ATRASA O ENVELHECIMENTO

É quase como os silogismos categóricos que aprendemos no secundário: se os dois principais culpados do envelhecimento são os radicais livres e as inflamações cardiovasculares resultantes de hábitos de vida pouco saudáveis, e se estudos indicam que a oxitocina – que aumenta com a bondade – reduz ambos, então a bondade atrasa o envelhecimento. Ótimas notícias, portanto.

REDUZ A DEPRESSÃO

Já aqui falámos de oxitocina, dopamina, endorfinas e falamos-lhe agora da serotonina, o neurotransmissor responsável por nos fazer sentir positivos e de bem connosco, em falta nas pessoas com depressão. E de novo a bondade é o melhor remédio, defende o psicoterapeuta americano Wayne Dyer, autor motivacional de renome, ao descobrir que fazer o bem dispara os níveis de serotonina no cérebro. Tanto em quem dá como em quem recebe.

AUMENTA A AUTOESTIMA

E a compaixão. E a tolerância, que nos ensina a ouvir opiniões diferentes das nossas, aprender com os erros, questionar o que nos rodeia e admitir o inesperado. Ser compassivo – gostar-se absolutamente de alguém, incluindo nós mesmos, sem qualquer expetativa de receber algo em troca – é dos sentimentos que mais nos elevam como seres humanos.
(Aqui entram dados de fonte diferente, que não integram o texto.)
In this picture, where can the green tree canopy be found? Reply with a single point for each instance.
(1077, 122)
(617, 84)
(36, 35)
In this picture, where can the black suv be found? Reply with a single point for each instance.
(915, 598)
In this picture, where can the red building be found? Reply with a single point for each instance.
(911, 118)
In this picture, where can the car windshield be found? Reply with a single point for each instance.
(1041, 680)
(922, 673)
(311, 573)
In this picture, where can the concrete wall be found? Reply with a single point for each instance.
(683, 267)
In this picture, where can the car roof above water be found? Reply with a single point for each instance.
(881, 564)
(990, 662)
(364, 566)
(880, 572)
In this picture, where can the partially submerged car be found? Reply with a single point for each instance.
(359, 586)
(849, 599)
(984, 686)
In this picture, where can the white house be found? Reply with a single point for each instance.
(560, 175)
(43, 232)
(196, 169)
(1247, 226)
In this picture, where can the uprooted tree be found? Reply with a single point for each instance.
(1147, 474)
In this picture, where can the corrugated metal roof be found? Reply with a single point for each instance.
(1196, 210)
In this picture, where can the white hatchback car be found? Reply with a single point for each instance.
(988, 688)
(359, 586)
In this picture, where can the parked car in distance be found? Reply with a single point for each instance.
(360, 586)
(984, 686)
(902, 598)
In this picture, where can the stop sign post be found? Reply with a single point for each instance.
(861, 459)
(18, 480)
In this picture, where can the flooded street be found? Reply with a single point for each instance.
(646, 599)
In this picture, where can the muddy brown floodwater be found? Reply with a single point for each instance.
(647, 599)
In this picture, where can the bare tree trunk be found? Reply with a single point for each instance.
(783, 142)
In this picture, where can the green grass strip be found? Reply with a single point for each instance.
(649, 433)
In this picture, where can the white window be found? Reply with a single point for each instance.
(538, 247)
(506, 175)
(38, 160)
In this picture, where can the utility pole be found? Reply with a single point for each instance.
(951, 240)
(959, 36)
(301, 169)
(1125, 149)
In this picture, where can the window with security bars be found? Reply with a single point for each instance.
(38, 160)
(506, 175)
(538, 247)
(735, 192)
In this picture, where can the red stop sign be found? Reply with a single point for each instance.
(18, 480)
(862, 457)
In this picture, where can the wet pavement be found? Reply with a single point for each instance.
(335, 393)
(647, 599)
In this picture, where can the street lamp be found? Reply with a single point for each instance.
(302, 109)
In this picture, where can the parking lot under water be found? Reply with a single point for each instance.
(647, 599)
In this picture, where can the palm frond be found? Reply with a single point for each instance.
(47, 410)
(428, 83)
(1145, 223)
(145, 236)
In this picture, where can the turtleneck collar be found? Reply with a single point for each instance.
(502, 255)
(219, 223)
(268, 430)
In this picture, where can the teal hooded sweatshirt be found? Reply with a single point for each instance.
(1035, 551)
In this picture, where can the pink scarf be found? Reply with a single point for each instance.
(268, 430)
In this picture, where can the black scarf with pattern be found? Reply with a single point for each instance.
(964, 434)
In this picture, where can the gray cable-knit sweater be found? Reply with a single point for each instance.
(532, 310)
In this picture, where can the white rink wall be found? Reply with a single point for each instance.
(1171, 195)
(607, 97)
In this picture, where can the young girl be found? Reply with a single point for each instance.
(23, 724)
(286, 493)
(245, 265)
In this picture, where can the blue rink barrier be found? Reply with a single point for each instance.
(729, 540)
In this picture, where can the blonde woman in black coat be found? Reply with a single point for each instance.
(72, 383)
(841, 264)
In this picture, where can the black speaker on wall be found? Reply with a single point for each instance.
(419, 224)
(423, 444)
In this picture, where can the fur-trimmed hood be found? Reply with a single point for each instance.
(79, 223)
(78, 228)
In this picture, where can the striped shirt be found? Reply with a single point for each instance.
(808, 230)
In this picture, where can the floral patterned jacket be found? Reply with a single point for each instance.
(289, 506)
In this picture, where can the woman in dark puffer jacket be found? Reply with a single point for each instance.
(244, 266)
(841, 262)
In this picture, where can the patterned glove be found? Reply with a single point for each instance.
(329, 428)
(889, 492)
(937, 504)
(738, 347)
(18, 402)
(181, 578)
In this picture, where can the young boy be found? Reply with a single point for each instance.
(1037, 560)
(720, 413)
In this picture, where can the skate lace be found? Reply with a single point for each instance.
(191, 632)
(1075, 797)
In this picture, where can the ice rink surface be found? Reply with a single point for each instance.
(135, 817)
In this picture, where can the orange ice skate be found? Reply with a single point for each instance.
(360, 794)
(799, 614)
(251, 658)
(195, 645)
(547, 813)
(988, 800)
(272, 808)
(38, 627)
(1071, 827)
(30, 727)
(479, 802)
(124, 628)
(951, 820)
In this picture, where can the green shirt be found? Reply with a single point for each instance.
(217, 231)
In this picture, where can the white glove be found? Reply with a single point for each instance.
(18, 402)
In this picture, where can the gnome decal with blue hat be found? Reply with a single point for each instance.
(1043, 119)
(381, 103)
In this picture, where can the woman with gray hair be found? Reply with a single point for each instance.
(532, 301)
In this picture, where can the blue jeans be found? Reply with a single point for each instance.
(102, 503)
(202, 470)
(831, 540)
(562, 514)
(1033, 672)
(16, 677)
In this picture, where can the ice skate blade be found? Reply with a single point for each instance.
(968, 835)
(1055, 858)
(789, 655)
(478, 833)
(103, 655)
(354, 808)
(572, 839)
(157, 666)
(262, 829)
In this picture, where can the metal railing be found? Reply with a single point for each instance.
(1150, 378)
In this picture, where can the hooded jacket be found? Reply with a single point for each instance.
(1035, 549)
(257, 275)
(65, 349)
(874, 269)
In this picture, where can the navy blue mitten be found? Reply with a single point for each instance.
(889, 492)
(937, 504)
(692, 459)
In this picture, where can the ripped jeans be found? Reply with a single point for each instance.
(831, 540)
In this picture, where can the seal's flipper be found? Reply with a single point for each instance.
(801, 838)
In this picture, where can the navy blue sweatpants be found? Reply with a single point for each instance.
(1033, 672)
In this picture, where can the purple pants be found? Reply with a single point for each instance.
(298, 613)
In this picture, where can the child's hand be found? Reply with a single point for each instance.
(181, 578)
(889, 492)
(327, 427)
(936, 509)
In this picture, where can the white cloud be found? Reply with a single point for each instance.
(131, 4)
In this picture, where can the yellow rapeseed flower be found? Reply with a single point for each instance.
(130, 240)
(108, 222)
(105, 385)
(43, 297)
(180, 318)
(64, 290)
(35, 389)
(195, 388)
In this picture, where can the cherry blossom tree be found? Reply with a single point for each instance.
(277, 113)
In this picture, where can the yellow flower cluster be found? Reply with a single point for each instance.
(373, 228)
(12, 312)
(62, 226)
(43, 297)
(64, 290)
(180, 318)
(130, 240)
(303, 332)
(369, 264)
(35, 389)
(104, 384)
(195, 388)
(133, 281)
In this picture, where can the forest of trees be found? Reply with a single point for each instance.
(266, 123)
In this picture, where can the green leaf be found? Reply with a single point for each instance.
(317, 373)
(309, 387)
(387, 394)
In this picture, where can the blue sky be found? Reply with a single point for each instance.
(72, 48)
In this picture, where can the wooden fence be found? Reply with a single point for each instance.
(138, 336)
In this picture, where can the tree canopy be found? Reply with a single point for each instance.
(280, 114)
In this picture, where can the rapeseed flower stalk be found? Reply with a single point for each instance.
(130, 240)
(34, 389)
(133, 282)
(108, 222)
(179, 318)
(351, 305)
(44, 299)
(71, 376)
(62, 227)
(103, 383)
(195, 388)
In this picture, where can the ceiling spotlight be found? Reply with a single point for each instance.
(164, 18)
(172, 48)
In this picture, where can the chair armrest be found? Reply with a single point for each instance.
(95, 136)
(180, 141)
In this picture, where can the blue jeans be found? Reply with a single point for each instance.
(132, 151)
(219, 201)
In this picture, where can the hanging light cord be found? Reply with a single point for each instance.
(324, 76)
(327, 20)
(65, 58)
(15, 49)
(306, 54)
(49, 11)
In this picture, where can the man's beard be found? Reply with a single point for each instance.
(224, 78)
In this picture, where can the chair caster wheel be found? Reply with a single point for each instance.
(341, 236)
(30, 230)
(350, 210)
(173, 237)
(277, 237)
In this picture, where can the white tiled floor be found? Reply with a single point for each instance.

MELHORA OS RELACIONAMENTOS

Ser bondoso com alguém encurta naturalmente a distância emocional entre duas pessoas ao fazê-las respeitarem-se mais e compreenderem-se melhor. Além de que pensar em termos de partilha com as pessoas à nossa volta torna mais fácil aceitar que tudo o que nos acontece na vida – as coisas boas e as menos boas – são sempre importantes para o nosso próprio crescimento pessoal.

COMBATE O BULLYING

Ainda na sequência do ponto anterior, duas especialistas em educação norte-americanas, Shanetia Clark e Barbara Marinak, lamentam que os adolescentes de hoje estejam constantemente a atacar-se, ao contrário das gerações anteriores. E aqui, dizem, apenas programas escolares que integrem a bondade – por oposição à violência e à vitimização típicas do assédio – podem travar o bullying.

ALARGA HORIZONTES

Costuma dizer-se que com os problemas dos outros podemos nós bem, mas se calhar basta-nos levantar o nariz do próprio umbigo para descobrir quem tenha razões mais graves para reclamar. Por vezes, é mesmo só do que precisamos: querer ajudar alguém para conseguirmos reparar que a vida raramente é preto no branco e nunca, mas nunca, devemos julgar ninguém pelas aparências.